Figure 4.

Effects of siRNA-based inhibition of claudin-1 expression in SW620 cells on proliferation, anchorage-independent growth, and invasion. (A) Results of soft agar assay. Experiments were performed as described in Methods. The number of soft agar colonies presented is the mean of colony counts from 3 different experiments. (B) A cell invasion assay was performed using 24-well transwells coated with collagen type I (100 μg/ml). After 72 hours of plating, cells from the top of the filter were removed, and the cells that invaded the coated membrane were fixed and counted.

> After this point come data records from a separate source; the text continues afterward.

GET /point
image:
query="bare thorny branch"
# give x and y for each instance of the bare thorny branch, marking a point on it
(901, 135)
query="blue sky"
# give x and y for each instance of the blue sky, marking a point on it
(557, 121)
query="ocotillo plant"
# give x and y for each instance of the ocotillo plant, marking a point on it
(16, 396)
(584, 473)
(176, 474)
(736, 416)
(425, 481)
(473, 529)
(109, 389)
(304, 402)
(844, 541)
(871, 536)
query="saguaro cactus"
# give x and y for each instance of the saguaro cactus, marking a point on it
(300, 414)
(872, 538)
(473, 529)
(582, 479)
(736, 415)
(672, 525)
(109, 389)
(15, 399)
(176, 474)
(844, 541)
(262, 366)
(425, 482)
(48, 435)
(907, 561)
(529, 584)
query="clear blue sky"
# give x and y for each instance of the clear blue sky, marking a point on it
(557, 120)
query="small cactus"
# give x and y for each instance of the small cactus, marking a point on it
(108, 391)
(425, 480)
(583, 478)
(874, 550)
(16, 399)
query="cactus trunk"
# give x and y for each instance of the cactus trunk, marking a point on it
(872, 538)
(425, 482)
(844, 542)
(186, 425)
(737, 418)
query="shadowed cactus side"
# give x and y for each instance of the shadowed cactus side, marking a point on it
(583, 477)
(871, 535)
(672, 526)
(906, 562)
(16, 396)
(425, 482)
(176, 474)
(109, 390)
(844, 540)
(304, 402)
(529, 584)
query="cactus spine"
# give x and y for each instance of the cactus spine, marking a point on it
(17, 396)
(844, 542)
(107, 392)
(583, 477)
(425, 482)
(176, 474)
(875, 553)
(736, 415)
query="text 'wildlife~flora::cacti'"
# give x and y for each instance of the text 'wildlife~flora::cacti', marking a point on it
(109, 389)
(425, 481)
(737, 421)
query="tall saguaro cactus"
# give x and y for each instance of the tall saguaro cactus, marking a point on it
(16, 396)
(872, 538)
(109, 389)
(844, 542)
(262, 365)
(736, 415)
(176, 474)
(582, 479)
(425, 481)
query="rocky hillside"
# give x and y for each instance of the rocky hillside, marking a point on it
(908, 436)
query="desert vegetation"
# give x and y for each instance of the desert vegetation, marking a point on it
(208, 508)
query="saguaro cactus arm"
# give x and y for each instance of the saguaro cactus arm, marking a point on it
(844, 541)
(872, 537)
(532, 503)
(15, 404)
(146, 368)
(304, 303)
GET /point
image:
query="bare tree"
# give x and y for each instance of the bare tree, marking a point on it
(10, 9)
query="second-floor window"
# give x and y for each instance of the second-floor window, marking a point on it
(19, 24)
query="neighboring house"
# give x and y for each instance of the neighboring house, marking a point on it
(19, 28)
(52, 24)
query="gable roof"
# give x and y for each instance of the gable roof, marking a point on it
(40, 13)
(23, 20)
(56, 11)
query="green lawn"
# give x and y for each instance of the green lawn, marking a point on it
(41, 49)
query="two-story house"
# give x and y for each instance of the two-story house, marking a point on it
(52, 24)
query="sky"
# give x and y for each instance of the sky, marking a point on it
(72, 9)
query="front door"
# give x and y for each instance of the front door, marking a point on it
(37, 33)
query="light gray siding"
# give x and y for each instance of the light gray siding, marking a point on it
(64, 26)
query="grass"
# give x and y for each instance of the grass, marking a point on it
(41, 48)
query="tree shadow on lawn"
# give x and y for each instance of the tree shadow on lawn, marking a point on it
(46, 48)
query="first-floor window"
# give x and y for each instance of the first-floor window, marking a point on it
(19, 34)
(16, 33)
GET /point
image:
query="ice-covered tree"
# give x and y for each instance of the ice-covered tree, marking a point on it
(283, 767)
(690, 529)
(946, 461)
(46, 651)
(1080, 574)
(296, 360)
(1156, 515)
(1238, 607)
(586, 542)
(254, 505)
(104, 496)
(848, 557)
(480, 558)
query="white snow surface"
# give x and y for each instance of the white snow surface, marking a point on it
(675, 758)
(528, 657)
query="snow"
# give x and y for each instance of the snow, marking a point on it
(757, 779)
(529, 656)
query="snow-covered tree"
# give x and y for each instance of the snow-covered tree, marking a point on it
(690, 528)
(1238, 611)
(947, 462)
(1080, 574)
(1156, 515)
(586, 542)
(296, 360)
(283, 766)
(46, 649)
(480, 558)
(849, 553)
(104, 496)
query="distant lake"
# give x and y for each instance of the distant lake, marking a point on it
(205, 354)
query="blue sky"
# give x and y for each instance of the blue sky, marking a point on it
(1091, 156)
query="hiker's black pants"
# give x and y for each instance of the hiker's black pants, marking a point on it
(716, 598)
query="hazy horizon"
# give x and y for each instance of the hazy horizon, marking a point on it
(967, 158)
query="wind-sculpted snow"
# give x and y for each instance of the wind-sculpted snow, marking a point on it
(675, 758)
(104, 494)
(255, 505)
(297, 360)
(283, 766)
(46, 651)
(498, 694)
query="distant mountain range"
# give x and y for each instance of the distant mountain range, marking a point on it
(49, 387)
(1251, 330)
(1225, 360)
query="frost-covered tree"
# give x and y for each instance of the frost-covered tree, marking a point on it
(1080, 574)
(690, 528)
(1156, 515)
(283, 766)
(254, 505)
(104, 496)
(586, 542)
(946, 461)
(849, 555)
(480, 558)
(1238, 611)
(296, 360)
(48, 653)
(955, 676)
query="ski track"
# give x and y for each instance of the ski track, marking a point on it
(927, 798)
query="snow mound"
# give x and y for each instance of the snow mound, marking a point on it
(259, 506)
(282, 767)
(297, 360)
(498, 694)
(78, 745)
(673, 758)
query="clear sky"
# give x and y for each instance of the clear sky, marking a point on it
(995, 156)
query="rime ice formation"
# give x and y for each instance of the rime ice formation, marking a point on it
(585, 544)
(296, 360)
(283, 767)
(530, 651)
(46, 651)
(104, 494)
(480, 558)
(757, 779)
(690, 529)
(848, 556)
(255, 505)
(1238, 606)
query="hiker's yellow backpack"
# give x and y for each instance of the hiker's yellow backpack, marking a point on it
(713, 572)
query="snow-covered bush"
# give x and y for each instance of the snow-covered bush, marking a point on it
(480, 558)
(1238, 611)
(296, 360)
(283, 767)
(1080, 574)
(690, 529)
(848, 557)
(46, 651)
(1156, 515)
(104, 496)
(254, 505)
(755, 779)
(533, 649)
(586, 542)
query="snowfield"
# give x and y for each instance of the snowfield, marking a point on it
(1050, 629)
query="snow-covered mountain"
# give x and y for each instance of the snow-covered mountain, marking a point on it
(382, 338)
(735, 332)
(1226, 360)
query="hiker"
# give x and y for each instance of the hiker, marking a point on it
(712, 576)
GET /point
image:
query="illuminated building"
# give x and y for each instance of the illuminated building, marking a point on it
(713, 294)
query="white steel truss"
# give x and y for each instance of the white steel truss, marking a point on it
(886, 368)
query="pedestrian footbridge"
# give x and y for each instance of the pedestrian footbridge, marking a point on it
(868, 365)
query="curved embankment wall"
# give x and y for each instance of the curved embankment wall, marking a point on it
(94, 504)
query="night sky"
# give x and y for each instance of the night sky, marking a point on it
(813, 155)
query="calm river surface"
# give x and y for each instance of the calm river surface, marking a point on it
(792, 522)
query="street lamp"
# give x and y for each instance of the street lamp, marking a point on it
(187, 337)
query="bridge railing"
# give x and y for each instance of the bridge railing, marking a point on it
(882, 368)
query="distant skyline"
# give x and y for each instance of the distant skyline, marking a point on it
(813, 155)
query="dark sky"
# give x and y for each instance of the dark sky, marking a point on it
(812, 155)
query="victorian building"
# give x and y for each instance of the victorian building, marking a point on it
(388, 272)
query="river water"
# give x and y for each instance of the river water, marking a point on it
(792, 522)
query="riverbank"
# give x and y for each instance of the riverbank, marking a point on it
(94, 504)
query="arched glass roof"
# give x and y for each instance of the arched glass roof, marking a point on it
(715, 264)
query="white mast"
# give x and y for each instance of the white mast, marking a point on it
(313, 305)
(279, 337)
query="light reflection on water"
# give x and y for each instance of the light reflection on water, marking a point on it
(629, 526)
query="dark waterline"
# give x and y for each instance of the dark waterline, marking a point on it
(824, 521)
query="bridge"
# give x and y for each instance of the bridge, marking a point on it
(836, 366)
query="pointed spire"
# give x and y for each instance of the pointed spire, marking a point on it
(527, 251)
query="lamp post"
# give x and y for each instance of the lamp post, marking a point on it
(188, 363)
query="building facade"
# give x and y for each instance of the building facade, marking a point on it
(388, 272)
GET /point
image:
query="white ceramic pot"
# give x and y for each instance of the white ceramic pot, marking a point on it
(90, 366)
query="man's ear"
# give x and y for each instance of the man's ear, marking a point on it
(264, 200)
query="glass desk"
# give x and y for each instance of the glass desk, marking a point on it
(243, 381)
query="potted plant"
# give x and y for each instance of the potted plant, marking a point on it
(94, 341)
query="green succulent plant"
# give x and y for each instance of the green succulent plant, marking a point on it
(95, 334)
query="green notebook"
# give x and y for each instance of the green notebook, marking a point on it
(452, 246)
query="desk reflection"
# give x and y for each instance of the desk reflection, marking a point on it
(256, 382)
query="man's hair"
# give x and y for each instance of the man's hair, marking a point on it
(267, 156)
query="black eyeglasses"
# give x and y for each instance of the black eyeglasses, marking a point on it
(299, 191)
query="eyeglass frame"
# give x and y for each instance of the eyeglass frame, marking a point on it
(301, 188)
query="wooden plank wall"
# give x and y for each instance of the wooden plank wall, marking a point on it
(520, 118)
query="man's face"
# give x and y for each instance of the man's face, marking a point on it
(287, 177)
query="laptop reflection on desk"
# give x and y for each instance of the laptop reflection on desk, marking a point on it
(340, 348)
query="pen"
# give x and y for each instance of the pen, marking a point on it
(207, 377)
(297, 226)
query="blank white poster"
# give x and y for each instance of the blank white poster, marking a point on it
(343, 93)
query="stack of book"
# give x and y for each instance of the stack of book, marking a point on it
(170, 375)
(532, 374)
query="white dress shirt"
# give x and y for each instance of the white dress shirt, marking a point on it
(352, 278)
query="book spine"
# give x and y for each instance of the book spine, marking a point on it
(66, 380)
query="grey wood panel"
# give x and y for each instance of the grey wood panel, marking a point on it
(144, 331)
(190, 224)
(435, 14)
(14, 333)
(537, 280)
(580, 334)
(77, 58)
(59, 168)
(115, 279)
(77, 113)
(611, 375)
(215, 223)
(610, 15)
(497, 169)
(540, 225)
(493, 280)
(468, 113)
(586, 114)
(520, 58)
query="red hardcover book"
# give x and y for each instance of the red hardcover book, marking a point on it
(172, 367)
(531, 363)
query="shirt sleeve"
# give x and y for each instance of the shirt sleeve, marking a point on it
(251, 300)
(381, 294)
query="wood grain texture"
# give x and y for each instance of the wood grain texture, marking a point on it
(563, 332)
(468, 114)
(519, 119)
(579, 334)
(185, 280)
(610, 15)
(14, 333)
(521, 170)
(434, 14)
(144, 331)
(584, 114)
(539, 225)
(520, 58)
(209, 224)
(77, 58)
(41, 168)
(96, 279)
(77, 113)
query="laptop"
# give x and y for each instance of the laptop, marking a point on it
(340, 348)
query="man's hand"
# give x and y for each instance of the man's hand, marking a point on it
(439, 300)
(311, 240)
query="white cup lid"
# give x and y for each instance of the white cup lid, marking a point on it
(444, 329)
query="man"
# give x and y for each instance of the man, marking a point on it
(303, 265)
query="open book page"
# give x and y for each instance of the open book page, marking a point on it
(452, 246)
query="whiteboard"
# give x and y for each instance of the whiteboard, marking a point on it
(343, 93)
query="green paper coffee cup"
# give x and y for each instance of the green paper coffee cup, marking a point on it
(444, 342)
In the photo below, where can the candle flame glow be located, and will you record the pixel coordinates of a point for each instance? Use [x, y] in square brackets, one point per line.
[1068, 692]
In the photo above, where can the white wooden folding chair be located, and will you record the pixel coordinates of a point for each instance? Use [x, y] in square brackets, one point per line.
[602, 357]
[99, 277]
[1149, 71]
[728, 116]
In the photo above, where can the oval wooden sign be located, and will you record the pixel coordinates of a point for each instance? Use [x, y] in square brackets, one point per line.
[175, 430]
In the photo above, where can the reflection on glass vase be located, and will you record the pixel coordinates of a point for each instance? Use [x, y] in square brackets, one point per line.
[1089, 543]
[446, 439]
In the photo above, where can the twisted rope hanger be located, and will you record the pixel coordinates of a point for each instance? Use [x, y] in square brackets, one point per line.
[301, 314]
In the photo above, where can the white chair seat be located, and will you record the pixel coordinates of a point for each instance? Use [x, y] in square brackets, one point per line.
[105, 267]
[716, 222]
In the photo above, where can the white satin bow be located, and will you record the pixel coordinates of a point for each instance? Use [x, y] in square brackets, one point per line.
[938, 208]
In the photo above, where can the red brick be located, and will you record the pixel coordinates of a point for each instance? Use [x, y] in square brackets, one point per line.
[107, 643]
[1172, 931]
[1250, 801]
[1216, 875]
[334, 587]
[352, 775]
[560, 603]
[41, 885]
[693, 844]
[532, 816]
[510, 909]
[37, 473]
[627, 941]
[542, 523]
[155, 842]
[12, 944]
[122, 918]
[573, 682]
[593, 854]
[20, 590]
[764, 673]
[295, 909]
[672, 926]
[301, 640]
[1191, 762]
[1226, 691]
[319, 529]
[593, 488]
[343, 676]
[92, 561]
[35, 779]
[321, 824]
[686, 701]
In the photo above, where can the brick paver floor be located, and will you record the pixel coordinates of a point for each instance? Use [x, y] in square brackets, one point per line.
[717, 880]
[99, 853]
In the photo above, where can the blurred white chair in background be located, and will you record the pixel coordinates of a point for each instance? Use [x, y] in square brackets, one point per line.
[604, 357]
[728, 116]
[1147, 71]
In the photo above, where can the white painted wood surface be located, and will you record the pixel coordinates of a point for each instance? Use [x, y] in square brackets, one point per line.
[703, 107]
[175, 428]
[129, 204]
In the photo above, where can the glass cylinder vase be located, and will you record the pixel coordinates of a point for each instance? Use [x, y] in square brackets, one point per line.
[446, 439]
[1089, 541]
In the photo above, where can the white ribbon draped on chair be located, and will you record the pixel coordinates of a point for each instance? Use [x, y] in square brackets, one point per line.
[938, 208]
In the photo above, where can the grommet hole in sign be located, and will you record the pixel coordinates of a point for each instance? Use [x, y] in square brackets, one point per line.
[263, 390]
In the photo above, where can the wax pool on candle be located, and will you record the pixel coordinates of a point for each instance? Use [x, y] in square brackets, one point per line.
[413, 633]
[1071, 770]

Data are presented as mean colony counts in ten ×20 microscopic fields from duplicate wells. *P < 0.05, as compared to control. (C) Gelatin zymography to determine the activities of MMP-2 and MMP-9 in SW620^control cells and in all 3 SW620^siRNA clones was performed as described in the Methods. (D) Cellular proliferation was measured in SW620^control and SW620^siRNA cells using MTT assay at 1, 3, 5, and 7 days after plating equal number of cells. (E) The anoikis assay was performed by plating the SW620^control and SW620^siRNA cells on polyHEMA-coated culture dishes for 72 hours as described in Methods. Values for control cells were considered 100%, and any differences are expressed relative to that value. Each bar represents the mean ± SD of 3 experiments. (F) The anoikis-induced apoptosis was quantitated using apoptosis-specific ELISA. Values for control cells were considered 100%, and any changes were compared with that value. Each bar represents the mean ± SD of 3 experiments.